A: That film is about the freedom of choice. That should be an inherent right of every citizen -- to choose. And these choices are being diluted, diluted, diluted. Burgess was very clever because he made the hero or anti-hero immoral. By making him an immoral character, there's a real dilemma. It's like the First Amendment rights, where do you draw the line? The thing is, there should be no line really.

Q: You've played a lot of "bad guys." Do you find those roles more challenging or fulfilling?

A: I wouldn't know, 'cause I'm never offered anything else. (laughs) Playing bad guys can be great fun. But what's good and what's bad? A so-called "baddie" in his eyes he may not be bad at all, just misunderstood. Nothing is black and white.

Q: When you play those characters, do you feel compassion for them?

A: I love all the characters I play. Even serial killers. There's always something in a person that's to like.

Q: Do you think film will still be with us 100 years from now?

A: In some shape or form. I don't know whether they'll go to a new format. But there's nothing quite like going into that theater, is there really? Seeing it on a big screen is fabulously exciting.

Q: You've just been selected to be one of the first colonists on Mars, and you can only take two movies with you. Which two do you pick?

A: The Maltese Falcon. Always been a favorite of mine. Only two is not really fair, but I'll say The Thin Man.

Q:  Could you tell us about some of your recent and upcoming film projects?

A: I've got two sort of major movies coming out, one of which I think is fantastic. It's called Gangster No. 1, about the rise and fall of a charismatic gangster in the East End of London. It's a very well-written script, very violent, very profane -- and fabulous.

Q: You have a film screening here on March 19, My Life So Far.

A: A very charming film set in 1930, in that twilight zone between the wars in Europe. It's actually in Scotland, a beautiful house on a loch. Directed by my dear friend Hugh Hudson, who did Chariots of Fire.

Q: Let's talk about "reel violence."

A: I think one has a moral responsibility to one's fellow human beings. But I am not a great believer that violence begets violence. What's more harmful is seeing a sort of insidious television show for children that purports to be morally sound, where the "good" sheriff comes in and kills 12 people. I think it's very, very rare that people see a movie and want to go out and copy it. Films mirror what's happening in society, not the other way around.

Q: Do you have any advice for people planning a film career?

A: Don't. Stay away if you've got any sense, with the proviso that anybody that really wants to do it will do it regardless of what I say. And I think you have to have an almost blinkered obsession with wanting to do it, to make it.

Q: What do you love most about being an actor?

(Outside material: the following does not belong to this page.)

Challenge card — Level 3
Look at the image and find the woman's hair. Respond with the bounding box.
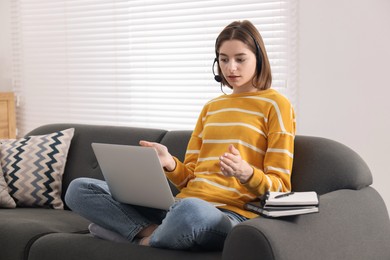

A: I still get tremendous joy out of it. If I didn't, I'd give it up tomorrow. It's a very Brechtian thing because it means I'm really enjoying myself, playing this part, but you're going to believe me anyway. That is what I always try to achieve.

Q: Any other comments?

A: I just hope people come out and support a new venture in Ojai. If we're going to have a Film Festival, let's do it properly. Let's really do it.